The toll, the toll--we scan the rolls
Of names that once were lively souls
The list grew daily as did sighs
For those who’ll ne’er again give smiles
A roll too long to be all told
Oh, land beset with sighs and cries!

Some day, some day, will names be few
Of deaths that pile, by ones and twos
To add to graves from yesterday:
Then, fertilizing fields of grass
Producing flowers and fragrant dews
Graves once beset by sighs and cries



As the Tombstones Wear Away
(From a walk in an old Massachusetts graveyard)

From tombstones in the graveyard, our history wears away;
Weath’ring very slowly, yet eroding day by day:
Of children falling ere they played, inscribed are many named;
They had brief lives, then passed away, so soon, and ne’er were famed.
Of others passing in decline are memories waning, too,
As tombstoned records of their days are slowly eaten through:
Ah! and since our Earth itself’s a slowly aging ball,
The time will come when no one’s memory exists at all.


Saturday, April 25, 2020

Drink Your Clorox!
Drink your Clorox while you can,
UV your innards ‘til they tan
Since soon you will be sure to hear
The spoil-sports telling you to fear:
Advice from higher-ups to shun,
The President’s will leave you stunned!
But no!
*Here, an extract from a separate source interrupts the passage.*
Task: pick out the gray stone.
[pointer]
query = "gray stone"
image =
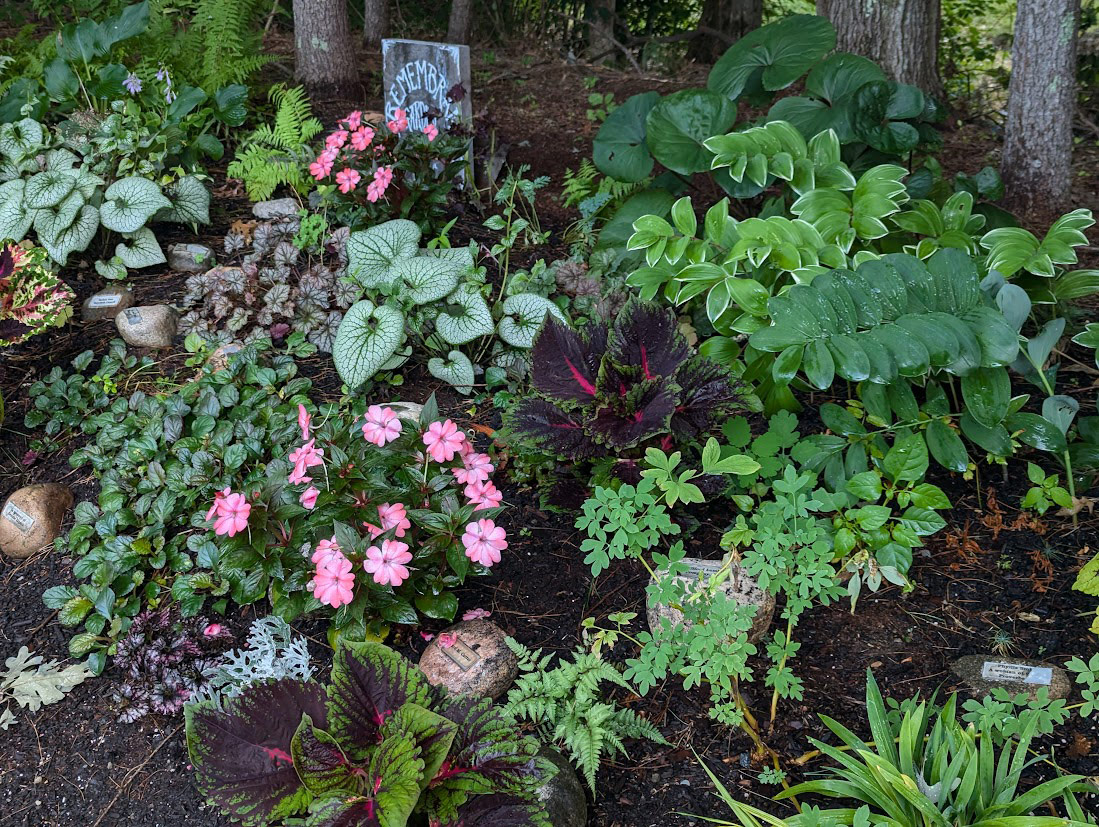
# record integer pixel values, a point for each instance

Since as you conk you're rid
Of need to fear the bad Covid
So, drink your Clorox now, before
The groceries will have no more!

Thursday, April 23, 2020

This corona is not a beer, and hard to bear!

Corona Quakes
As our earth shakes
In viral trembling
Pandemic makes
Us fear assembling

Yet let’s insist
Without distorting:
We must persist
In not cavorting!

Keeping distance--
Yards spaced apart
Gives resistance:
Advice that’s smart

That bugs unseen
Could cause such terror:
A fear so keen
Of each mask wearer!

Yet this will pass
As do they all
The end at last--
A passing pall! 

But let it not
From memory fade
Lest we repeat
This grim parade!

Saturday, April 4, 2020

The plague of our times.....

What can one do when hunkered down in a plague, something we've not really seen in any of our lifetimes, at least in the wealthier part of the world?  One is to try to express in some way other than dry prose or statistics, what one is thinking.  In that spirit here are a couple of verses, written in the expanse of spare time that we while away, to keep us from worrying too much in these times of plague:


Corona Masking
If all of us would wear a mask
Which, we’ve been shown’s a simple task,
Then none of us would be a loner
While all are safer from corona

A mask like that’s a snap to make
A sane precaution all should take:
With scarf, bandana, or worn-out Tee
I won’t harm you, and you not me!


A Grey Corona Day
I sit here on a grisly day, the clammy wintry kind,
When snow blows cheerfulness into a grisly pall;
A virus called ‘corona’ seems lurking all around,
And causing eerie symptoms, of any kind at all

We can’t be sure how deadly this bug might really be
In most it passes quickly, with sniffles and that’s it
But some, the ill or elderly, are made to fear they’ll see
A fever, cough, or breathing lapse, their final earthly fit

So, while they say that many won’t know they’re sick at all--
A headache it may be, or touch of wat’ry eye,
It only takes a cough to make one’s spirits fall
Since if for some it may be nothing, for others they will die!

To find uplifting thoughts is what we need to do:
To laugh, to smile, or tell a humorous tale,
Recite a verse, perhaps, or maybe even two,
And if also adding music--improvement will prevail!